Observation of trapped-electron-mode microturbulence in reversed field pinch plasmas
Author(s) -
J. Duff,
Zach Williams,
D. L. Brower,
B. E. Chapman,
W. X. Ding,
M. J. Pueschel,
J. S. Sarff,
P. W. Terry
Publication year - 2017
Publication title -
physics of plasmas
Language(s) - English
Resource type - Journals
SCImago Journal Rank - 0.75
H-Index - 160
eISSN - 1089-7674
pISSN - 1070-664X
DOI - 10.1063/1.5010198
Subject(s) - physics , reversed field pinch , microturbulence , plasma , electron , atomic physics , tokamak , tearing , magnetohydrodynamics , electron temperature , pinch , wavelength , instability , electron density , magnetic field , optics , mechanics , nuclear physics , quantum mechanics , thermodynamics
Density fluctuations in the large-density-gradient region of improved confinement Madison Symmetric Torus reversed field pinch (RFP) plasmas exhibit multiple features that are characteristic of the trapped-electron mode (TEM). Core transport in conventional RFP plasmas is governed by magnetic stochasticity stemming from multiple long-wavelength tearing modes. Using inductive current profile control, these tearing modes are reduced, and global confinement is increased to that expected for comparable tokamak plasmas.
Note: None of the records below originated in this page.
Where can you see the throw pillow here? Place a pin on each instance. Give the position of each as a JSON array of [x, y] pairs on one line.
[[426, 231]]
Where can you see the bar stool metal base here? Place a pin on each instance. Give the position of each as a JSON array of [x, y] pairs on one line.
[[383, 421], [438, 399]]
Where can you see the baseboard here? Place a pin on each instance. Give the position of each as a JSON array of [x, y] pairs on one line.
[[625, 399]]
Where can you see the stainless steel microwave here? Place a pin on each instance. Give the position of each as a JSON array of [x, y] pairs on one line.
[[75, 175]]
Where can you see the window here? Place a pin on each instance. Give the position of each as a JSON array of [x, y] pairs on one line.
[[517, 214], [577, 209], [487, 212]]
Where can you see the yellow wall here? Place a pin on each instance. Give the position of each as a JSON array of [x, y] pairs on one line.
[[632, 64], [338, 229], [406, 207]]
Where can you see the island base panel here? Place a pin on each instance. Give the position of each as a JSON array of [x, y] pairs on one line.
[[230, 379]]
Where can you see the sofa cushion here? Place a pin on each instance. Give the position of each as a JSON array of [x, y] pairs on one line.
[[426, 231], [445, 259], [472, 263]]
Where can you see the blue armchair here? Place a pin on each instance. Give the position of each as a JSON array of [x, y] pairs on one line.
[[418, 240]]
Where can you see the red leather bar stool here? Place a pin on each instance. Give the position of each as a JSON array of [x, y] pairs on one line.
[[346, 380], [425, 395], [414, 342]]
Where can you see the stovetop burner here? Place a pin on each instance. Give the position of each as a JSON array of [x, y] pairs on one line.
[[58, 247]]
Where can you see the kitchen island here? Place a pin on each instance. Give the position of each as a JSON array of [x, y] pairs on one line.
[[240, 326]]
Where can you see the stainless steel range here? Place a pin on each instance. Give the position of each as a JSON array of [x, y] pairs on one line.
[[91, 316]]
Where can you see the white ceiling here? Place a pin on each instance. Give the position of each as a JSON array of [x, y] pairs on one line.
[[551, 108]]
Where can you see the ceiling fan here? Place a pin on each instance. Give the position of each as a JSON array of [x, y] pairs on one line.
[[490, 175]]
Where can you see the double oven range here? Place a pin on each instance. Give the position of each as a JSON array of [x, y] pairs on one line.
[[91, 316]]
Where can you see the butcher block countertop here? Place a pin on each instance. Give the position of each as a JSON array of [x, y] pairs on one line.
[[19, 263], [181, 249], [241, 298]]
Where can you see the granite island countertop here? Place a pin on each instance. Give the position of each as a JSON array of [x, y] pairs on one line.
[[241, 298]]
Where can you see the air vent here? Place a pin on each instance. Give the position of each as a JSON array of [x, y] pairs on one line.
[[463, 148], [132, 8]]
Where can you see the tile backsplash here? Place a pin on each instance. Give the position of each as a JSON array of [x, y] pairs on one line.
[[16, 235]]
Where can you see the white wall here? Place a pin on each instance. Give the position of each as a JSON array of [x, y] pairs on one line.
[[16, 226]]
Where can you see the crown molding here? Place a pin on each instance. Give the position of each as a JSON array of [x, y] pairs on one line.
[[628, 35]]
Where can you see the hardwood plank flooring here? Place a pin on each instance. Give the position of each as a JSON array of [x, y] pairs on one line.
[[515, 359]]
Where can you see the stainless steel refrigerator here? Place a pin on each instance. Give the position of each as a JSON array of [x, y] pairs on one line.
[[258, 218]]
Under these conditions, new short-wavelength fluctuations distinct from global tearing modes appear in the spectrum at a frequency of f ∼ 50 kHz, which have normalized perpendicular wavenumbers k⊥ρs≲0.2 and propagate in the electron diamagnetic drift direction. They exhibit a critical-gradient threshold, and the fluctuation amplitude increases with the local electron density gradient. These characteristics are consistent with predictions from gyrokinetic analysis using the Gene code, including ...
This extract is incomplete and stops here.